When tenor Joshua Blue gets together with friends, they sometimes kick around the same question nagging opera companies and other performing arts presenters everywhere: how to draw younger, more diverse audiences to the art form they love. They have a few ideas, including a radical one that would test their own powers of concentration.
But let’s back up and meet Blue. The 24-year-old rising star, who this season is singing Alfredo Germont in “La Traviata” and as a soloist in “A Concert of Comic Masterpieces,” among other roles, at the Washington National Opera, precociously signaled his own interest in music at age 3, when he started plunking on the piano in his home after watching his sister practice. His mother decided to get him lessons, too. Once he was in school, a friend convinced him to join a choir group—both of his parents sang in choirs—and then “a teacher had me get exposed to every kind of vocal group there was.” He attended Waubonsie Valley High School, his local public school in Aurora, Il., which happens to have a Grammy Award-winning music program. On a choir group trip to Australia, Blue saw his first opera (“La Traviata”).

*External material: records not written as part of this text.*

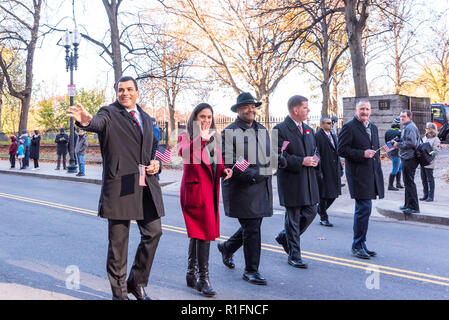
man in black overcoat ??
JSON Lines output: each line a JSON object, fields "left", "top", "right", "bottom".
{"left": 337, "top": 99, "right": 384, "bottom": 260}
{"left": 315, "top": 116, "right": 342, "bottom": 227}
{"left": 218, "top": 92, "right": 273, "bottom": 285}
{"left": 274, "top": 95, "right": 319, "bottom": 269}
{"left": 68, "top": 76, "right": 165, "bottom": 300}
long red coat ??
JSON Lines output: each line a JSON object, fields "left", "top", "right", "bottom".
{"left": 178, "top": 132, "right": 225, "bottom": 241}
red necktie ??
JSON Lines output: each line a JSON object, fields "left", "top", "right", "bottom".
{"left": 129, "top": 110, "right": 142, "bottom": 130}
{"left": 298, "top": 123, "right": 303, "bottom": 135}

Soon thereafter—as he was going into his senior year in high school—he decided that he wanted to be a professional opera singer.
But to state the obvious, “Historically, classical music wasn’t something that black families had access to,” Blue notes, and therefore they couldn’t teach their children about it. In the past, schools might have filled the gap, but nowadays, given the cuts in arts education funding, most kids just aren’t exposed to opera at all—unless, of course, opera companies take on the task.

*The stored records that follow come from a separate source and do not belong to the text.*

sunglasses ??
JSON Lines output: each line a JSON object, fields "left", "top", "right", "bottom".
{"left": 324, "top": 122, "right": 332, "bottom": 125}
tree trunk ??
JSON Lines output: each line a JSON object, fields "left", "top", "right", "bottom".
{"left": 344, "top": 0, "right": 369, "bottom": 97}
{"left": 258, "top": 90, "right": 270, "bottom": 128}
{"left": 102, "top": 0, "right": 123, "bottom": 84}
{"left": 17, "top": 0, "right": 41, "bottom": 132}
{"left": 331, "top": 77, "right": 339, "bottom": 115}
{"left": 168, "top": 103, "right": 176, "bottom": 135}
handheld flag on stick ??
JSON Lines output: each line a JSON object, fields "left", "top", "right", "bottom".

If opera is to flourish, Blue says that opera companies must do that. He believes that they should go into schools, churches, community centers and the local YMCA, perhaps offering free one-hour sessions: “Instead of asking them to come to the opera, you have to take it to them in their own comfort zones.” He cites the Opera on the Go program of the Opera Theatre of Saint Louis (OTSL), “where the performers are in jeans and polos,” as a good example.
OTSL, which receives funds from the Wallace Foundation through its Building Audiences for Sustainability initiative, also offers a program called Opera Tastings, where Blue has performed. At these events, which Blue lauds as a “low-pressure” way to introduce opera to those who are unfamiliar with it, people listen to live opera excerpts while they sample food and drink that is paired with the performances.
But even with such efforts, Blue says you can’t expect people to buy tickets right away. “If they’ve never gone, they don’t know if they are supposed to wear a suit, or buy a bottle of champagne, or what else to expect,” he says. And if they’ve seen only a one-hour concert version of “The Barber of Seville,” say, they are not going to buy $200 tickets to a full-blown production of it even if they loved it, he adds. Blue recommends offering lower-price tickets for initial purchasers.
Then Blue turns to that revolutionary idea: he thinks opera companies could offer one show per season that is “family-friendly.” People could bring their babies and children and be given the message: “We don’t care if they make noise, we’ll keep doing the presentation—we are taught to act with absolutely anything happening.” Blue says he knows people who cannot attend because they can’t get, or afford, a baby-sitter and they know their children will not keep quiet during a performance. This idea would address that issue for them. Wallace’s research over the last few decades has both documented that such “practical barriers” may factor into the considerations of many who might attend an arts event and discovered what some organizations are doing about it.
Blue also sees language as a problem for many would-be attendees. Sub- or super-titles simply do not solve the problem for some people who don’t like switching back and forth from the action to the words, he says. He wishes more companies performed in English, though he realizes that would annoy traditional opera-goers.
Blue also thinks that some opera companies are wrongly fiddling with programming to attract more diverse audiences: “They think, if we do ‘Porgy & Bess,’ we’ll get African-Americans.” And maybe they will—but he believes that the better way is to aim for diversity in casting. “You don’t need to do ‘Porgy & Bess’ to see more blacks in the audience; you should just hire a more diverse group of people for roles.”
“In a perfect world,” he adds, “you want your performers to reflect your audience; you want them to be just as diverse in age and gender and race as we are on stage.” This is necessary, he believes, because “people want to go and support people that remind you of yourself. That makes it easier to put yourself into the story, to make the emotional connection.”
“It is beginning to happen,” Blue says. “Opera will look completely different in 20 years. As shows and casts become more diverse you’ll see audiences follow suit. We are starting to see it. Diversity is a key factor in keeping opera alive.”